Recommendations for the U.S. Government

  1. Prove the case for the Lobito Corridor ProjectAs part of a visit to the region and engagements with both the public and private sectors (mining firms and logistics companies) and multilateral institutions, there was strong consensus that the project was neither a good use of resources nor one with adequate government or private sector buy-in. Instead, upgrading existing infrastructure—rail and road connections to ports at Namibia’s Walvis Bay or Mozambique’s Beira, for example—would be a better use of resources and bring value much more quickly.

  2. Engage with high-level officials for strategic planning and mid-level civil servants that drive execution. Based on engagements with officials in various emerging markets, the U.S. government has a tendency to only engage with senior officials in Zambia—often political appointees. However, when there are political changes and/or a change in events, it’s common for agreed-upon efforts to slip through the cracks. Such was the case with U.S. government support for mapping Zambia’s resources.

  3. Invest in energy projects. Zambia has a significant energy shortage and mining is highly energy intensive. Just 34 percent of the country’s population has access to energy. By investing in clean energy, companies can reduce their cost of doing business, free up energy capacity for household consumption, and provide energy to areas neighboring mines. For example, First Quantum Minerals, which has had a consistent presence in Zambia for 28 years, has found strategic value and public favor by partnering with TotalEnergies and Chariot Energy for a 430 MW solar project and a wind project, which are expected to be commissioned in 2026 and 2027, respectively. More of this is needed.
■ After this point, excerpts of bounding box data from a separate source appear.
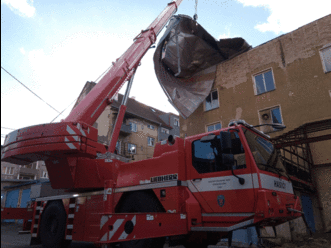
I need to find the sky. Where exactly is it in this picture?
[1,0,331,144]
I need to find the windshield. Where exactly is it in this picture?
[243,128,287,176]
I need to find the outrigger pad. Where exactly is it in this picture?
[154,15,251,118]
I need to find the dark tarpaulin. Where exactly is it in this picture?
[154,15,251,118]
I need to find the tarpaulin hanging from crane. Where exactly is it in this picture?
[154,15,251,118]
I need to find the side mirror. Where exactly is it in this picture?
[220,132,232,153]
[200,134,216,143]
[222,153,245,185]
[222,153,234,168]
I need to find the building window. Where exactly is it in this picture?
[2,167,14,175]
[161,127,169,134]
[254,70,275,95]
[147,137,155,146]
[128,143,137,154]
[130,122,137,132]
[115,140,121,154]
[41,171,48,178]
[207,122,222,132]
[205,90,219,111]
[147,124,155,130]
[259,106,283,133]
[174,118,179,127]
[320,43,331,73]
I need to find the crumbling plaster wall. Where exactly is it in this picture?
[180,15,331,234]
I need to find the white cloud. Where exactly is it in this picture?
[237,0,331,34]
[20,47,26,55]
[1,0,36,17]
[218,25,239,39]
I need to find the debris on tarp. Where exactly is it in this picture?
[154,15,251,118]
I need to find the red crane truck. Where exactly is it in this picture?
[1,0,301,248]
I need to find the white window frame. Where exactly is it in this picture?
[206,121,222,132]
[128,143,137,154]
[252,67,277,96]
[258,105,285,133]
[319,43,331,73]
[203,89,220,112]
[161,127,170,134]
[147,124,155,130]
[147,137,155,146]
[129,121,138,133]
[174,118,180,127]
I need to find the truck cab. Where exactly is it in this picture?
[185,122,301,231]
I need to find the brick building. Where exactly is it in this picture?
[74,82,179,161]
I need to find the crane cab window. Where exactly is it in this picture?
[192,132,246,174]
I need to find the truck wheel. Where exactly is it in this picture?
[40,201,70,248]
[184,232,221,248]
[119,191,165,248]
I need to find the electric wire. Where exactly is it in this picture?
[94,66,111,83]
[50,97,78,123]
[1,66,60,113]
[50,81,93,123]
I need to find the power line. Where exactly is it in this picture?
[51,97,78,123]
[51,80,92,123]
[1,66,60,113]
[94,66,112,83]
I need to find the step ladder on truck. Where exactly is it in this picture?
[1,0,301,248]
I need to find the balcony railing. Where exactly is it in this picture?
[121,124,131,134]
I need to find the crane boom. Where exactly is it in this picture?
[1,0,182,188]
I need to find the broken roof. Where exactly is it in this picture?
[154,15,251,118]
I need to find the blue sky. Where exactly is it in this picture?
[1,0,331,144]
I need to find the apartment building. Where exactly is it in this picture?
[1,146,48,208]
[74,82,180,161]
[180,15,331,238]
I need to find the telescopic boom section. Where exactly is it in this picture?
[1,0,182,170]
[65,0,182,125]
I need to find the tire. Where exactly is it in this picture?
[40,201,71,248]
[119,191,165,248]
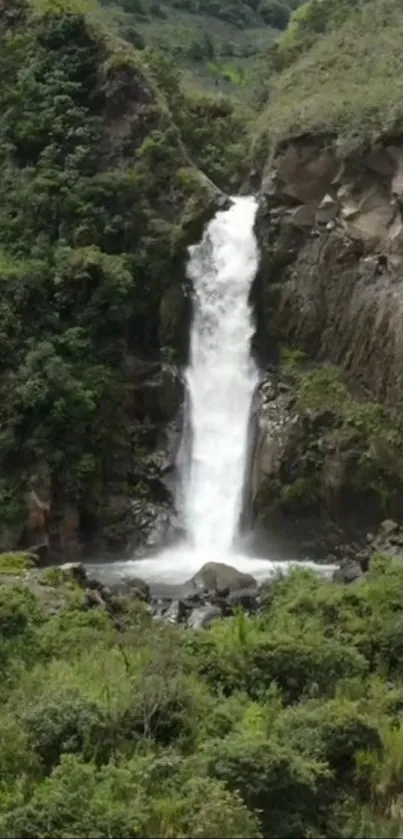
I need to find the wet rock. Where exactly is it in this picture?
[184,562,256,596]
[187,604,222,629]
[60,562,88,586]
[227,588,258,613]
[110,577,151,603]
[164,600,189,623]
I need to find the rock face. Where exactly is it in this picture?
[250,365,403,556]
[0,0,228,561]
[184,562,256,596]
[257,139,403,405]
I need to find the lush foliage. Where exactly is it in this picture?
[0,557,403,839]
[104,0,306,92]
[0,0,232,538]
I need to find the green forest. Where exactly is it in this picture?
[0,0,403,839]
[0,556,403,839]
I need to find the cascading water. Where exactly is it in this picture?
[181,197,258,556]
[104,197,334,585]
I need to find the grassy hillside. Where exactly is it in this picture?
[103,0,300,92]
[254,0,403,157]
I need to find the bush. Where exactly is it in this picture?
[20,690,113,773]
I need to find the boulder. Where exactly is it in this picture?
[184,562,256,596]
[60,562,88,586]
[188,604,222,629]
[227,588,258,612]
[333,559,363,583]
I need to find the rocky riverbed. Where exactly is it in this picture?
[4,520,403,629]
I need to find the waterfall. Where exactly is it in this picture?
[114,197,338,585]
[180,197,258,556]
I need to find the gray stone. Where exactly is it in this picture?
[164,600,188,623]
[188,605,222,629]
[227,588,257,612]
[60,562,88,585]
[184,562,256,596]
[333,559,363,583]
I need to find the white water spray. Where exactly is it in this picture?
[181,198,258,557]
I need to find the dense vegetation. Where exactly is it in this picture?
[104,0,306,93]
[0,557,403,839]
[257,0,403,154]
[0,2,251,539]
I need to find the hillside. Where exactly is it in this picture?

Ultimately, Zambia should work with investors to leverage its natural resources for economic growth. The country remains in high debt distress, with debt over 115.2 percent of GDP. Poverty increased from 54.4 percent in 2015 to 60 percent in 2022. In the long run, Zambia faces significant challenges ahead as the country is experiencing a large demographic shift. The population is expected to double in the next 25 years, resulting in pressure on demand for social services such as jobs, education, and health care. The proposed recommendations seek to create a conducive environment for investors while still ensuring that these investments are mutually beneficial.